I’m finetuning a language model on multiple gpus. However, I met some problems with saving the model. After saving the model using
.save_pretrained(output_dir), I tried to load the saved model using
.from_pretrained(output_dir), but got the following error message.
OSError: Unable to load weights from pytorch checkpoint file for ‘xxx’ at 'my_model_dir’ If you tried to load a PyTorch model from a TF 2.0 checkpoint, please set from_tf=True.
This error is strange because I check the model_dir, there are
config.json file and
pytorch_model.bin file in it. Also, obviously, I’m not doing anything with TF, so ther instruction in the Error is not instructive.

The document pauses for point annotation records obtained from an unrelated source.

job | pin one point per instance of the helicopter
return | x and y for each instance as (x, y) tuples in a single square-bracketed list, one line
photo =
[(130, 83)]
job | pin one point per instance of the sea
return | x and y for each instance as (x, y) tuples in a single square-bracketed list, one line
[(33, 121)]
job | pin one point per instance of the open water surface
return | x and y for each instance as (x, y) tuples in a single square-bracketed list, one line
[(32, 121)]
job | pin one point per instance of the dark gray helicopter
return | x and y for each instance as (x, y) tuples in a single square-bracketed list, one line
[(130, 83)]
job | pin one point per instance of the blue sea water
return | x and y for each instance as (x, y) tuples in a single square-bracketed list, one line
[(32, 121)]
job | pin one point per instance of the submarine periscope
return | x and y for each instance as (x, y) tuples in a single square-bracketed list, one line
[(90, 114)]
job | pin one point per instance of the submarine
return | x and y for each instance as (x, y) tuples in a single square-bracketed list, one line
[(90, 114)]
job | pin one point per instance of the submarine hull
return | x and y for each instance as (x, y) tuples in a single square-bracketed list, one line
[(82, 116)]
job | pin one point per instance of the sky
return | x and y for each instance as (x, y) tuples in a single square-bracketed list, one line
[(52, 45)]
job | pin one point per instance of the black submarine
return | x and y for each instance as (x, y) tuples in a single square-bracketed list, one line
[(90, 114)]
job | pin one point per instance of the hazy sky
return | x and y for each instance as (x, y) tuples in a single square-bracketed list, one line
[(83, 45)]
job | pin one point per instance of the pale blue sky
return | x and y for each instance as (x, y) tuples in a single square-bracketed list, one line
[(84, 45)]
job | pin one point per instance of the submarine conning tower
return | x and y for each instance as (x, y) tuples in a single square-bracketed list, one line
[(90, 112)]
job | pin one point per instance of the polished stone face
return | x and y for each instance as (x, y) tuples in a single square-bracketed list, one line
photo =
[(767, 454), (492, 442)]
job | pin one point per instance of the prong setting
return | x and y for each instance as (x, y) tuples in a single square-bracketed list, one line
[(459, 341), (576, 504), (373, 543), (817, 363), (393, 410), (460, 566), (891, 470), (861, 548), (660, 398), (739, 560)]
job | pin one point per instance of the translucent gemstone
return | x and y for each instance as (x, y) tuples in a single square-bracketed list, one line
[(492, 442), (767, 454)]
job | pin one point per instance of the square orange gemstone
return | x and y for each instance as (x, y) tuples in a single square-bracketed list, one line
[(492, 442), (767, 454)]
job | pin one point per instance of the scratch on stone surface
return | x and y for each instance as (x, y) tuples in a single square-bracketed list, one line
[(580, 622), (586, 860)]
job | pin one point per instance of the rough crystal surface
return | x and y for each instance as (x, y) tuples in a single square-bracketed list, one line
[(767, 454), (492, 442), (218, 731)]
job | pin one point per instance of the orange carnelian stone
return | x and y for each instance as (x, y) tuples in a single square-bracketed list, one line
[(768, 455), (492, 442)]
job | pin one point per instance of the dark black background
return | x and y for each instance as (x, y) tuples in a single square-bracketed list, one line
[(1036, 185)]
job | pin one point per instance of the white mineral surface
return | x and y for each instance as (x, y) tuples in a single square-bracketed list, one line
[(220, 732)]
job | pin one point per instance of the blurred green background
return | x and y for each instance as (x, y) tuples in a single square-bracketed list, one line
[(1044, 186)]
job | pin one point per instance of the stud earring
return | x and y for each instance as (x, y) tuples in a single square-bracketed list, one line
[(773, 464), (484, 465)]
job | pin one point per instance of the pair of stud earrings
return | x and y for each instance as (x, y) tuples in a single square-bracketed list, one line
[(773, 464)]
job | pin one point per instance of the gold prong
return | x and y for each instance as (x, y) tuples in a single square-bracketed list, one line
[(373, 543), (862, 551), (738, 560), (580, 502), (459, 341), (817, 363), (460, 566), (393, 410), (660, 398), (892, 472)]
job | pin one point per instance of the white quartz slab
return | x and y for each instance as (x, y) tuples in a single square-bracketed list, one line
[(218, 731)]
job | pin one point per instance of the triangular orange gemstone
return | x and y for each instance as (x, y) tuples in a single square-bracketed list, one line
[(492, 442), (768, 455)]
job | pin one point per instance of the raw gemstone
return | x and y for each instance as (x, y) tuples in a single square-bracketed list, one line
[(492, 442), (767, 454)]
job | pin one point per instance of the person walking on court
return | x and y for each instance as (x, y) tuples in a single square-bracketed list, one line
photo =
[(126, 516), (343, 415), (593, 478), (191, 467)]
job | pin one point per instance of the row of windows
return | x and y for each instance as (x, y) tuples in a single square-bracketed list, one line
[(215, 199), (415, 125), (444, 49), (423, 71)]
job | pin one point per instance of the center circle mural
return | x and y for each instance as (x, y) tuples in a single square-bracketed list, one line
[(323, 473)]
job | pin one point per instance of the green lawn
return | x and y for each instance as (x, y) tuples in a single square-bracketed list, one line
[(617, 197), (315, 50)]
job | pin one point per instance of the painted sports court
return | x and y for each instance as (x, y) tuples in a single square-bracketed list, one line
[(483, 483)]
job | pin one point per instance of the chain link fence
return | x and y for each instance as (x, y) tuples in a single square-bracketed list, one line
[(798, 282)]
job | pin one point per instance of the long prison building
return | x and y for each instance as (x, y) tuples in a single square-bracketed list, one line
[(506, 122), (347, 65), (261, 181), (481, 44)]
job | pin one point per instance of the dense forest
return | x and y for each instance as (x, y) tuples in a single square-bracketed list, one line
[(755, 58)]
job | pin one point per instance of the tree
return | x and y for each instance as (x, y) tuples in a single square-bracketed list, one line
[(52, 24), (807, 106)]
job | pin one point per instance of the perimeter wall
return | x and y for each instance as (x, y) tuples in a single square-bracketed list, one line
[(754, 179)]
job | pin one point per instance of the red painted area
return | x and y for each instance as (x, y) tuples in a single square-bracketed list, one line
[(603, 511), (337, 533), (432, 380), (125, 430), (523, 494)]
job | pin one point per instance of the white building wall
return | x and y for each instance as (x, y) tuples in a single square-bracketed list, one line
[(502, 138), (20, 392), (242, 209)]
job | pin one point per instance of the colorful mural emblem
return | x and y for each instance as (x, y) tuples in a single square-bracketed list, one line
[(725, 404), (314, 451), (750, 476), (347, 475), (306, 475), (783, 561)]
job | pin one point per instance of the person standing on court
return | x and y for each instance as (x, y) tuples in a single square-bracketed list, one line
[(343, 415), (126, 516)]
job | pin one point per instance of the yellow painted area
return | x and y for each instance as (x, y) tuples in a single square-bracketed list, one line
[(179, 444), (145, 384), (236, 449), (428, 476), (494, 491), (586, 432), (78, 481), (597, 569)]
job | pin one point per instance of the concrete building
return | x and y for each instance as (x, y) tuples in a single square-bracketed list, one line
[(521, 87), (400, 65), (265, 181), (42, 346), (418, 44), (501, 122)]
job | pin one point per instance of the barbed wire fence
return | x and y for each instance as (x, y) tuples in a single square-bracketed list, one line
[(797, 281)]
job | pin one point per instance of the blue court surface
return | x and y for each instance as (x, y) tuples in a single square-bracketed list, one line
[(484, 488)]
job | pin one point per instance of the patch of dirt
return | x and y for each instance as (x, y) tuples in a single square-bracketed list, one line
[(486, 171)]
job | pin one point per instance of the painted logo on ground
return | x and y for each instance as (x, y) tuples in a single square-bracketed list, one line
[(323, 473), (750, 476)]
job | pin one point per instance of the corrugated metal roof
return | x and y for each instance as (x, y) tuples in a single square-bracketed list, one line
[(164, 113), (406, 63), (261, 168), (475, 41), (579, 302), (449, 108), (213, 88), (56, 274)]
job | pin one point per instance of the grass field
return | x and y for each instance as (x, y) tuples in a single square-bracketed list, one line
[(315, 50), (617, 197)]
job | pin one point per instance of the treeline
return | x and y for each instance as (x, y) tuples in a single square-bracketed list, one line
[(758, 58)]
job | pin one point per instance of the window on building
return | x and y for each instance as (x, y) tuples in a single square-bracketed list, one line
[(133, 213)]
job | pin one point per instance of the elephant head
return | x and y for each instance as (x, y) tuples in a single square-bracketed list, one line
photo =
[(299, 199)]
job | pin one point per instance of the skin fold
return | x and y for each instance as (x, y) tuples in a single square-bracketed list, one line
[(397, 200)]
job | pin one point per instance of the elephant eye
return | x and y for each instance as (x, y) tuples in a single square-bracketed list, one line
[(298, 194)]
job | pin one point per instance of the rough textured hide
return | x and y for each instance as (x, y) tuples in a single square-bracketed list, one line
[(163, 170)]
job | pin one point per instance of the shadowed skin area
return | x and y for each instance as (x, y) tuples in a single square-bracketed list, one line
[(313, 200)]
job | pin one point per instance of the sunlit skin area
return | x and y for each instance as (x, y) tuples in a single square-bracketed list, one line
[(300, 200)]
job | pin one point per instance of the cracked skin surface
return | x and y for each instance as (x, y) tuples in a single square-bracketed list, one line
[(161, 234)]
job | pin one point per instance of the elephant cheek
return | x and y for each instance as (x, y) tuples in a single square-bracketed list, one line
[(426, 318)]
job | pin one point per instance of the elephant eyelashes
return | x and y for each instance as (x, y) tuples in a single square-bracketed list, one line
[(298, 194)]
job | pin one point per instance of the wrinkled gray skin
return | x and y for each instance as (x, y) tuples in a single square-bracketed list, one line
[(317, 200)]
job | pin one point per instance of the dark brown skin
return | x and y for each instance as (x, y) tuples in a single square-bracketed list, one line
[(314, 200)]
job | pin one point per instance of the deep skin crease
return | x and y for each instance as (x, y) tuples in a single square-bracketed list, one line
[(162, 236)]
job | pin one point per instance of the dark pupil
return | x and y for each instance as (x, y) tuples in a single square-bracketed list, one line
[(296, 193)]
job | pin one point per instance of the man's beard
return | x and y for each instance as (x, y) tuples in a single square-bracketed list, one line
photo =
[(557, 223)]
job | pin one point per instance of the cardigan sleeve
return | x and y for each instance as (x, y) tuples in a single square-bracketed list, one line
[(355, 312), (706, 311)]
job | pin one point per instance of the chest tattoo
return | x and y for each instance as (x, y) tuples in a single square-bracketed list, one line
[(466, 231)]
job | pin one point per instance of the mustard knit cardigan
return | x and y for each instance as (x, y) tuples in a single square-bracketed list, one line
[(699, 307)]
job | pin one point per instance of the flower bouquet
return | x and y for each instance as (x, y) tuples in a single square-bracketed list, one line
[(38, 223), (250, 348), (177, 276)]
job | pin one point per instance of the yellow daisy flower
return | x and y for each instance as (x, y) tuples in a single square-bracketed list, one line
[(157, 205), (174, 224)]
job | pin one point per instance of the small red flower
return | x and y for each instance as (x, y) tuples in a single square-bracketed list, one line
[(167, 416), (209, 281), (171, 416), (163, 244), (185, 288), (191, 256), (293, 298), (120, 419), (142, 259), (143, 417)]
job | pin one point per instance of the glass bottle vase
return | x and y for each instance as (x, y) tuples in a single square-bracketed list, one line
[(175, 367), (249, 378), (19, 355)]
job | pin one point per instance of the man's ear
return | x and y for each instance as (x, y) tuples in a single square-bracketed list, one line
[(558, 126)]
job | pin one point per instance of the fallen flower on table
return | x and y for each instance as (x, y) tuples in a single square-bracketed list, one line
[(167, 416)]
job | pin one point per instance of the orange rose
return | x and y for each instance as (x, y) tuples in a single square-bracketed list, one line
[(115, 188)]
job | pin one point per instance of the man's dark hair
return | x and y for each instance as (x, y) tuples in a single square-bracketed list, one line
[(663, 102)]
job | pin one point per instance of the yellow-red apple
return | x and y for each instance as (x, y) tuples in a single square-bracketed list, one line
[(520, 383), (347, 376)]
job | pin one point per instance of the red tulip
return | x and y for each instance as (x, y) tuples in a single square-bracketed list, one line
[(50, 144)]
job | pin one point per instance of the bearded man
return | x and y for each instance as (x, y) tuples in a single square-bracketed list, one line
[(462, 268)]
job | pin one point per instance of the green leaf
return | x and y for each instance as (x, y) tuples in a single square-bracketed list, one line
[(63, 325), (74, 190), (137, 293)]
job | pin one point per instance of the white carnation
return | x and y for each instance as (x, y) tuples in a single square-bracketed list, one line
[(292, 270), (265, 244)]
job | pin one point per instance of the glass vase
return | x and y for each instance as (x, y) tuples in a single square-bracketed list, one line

Currently, I’m using accelerate library to do the training in multi-gpu settings. And the relevant code for saving the model is as follows:
accelerator.wait_for_everyone() unwrapped_model = accelerator.unwrap_model(model) unwrapped_model.save_pretrained(args.output_dir) # torch.save(unwrapped_model.state_dict(), args.output_dir+'.pth') if accelerator.is_main_process: tokenizer.save_pretrained(args.output_dir)
I saw similar problems on the Internet but haven’t found useful solutions. I think the problem lies in the multi-gpu setting, because if in single gpu setting, everything works fine.
FYI, here is my environment information:
NVIDIA gpu cluster
Not sure if I miss anything important in multi-gpu setting. Really thanks for your help!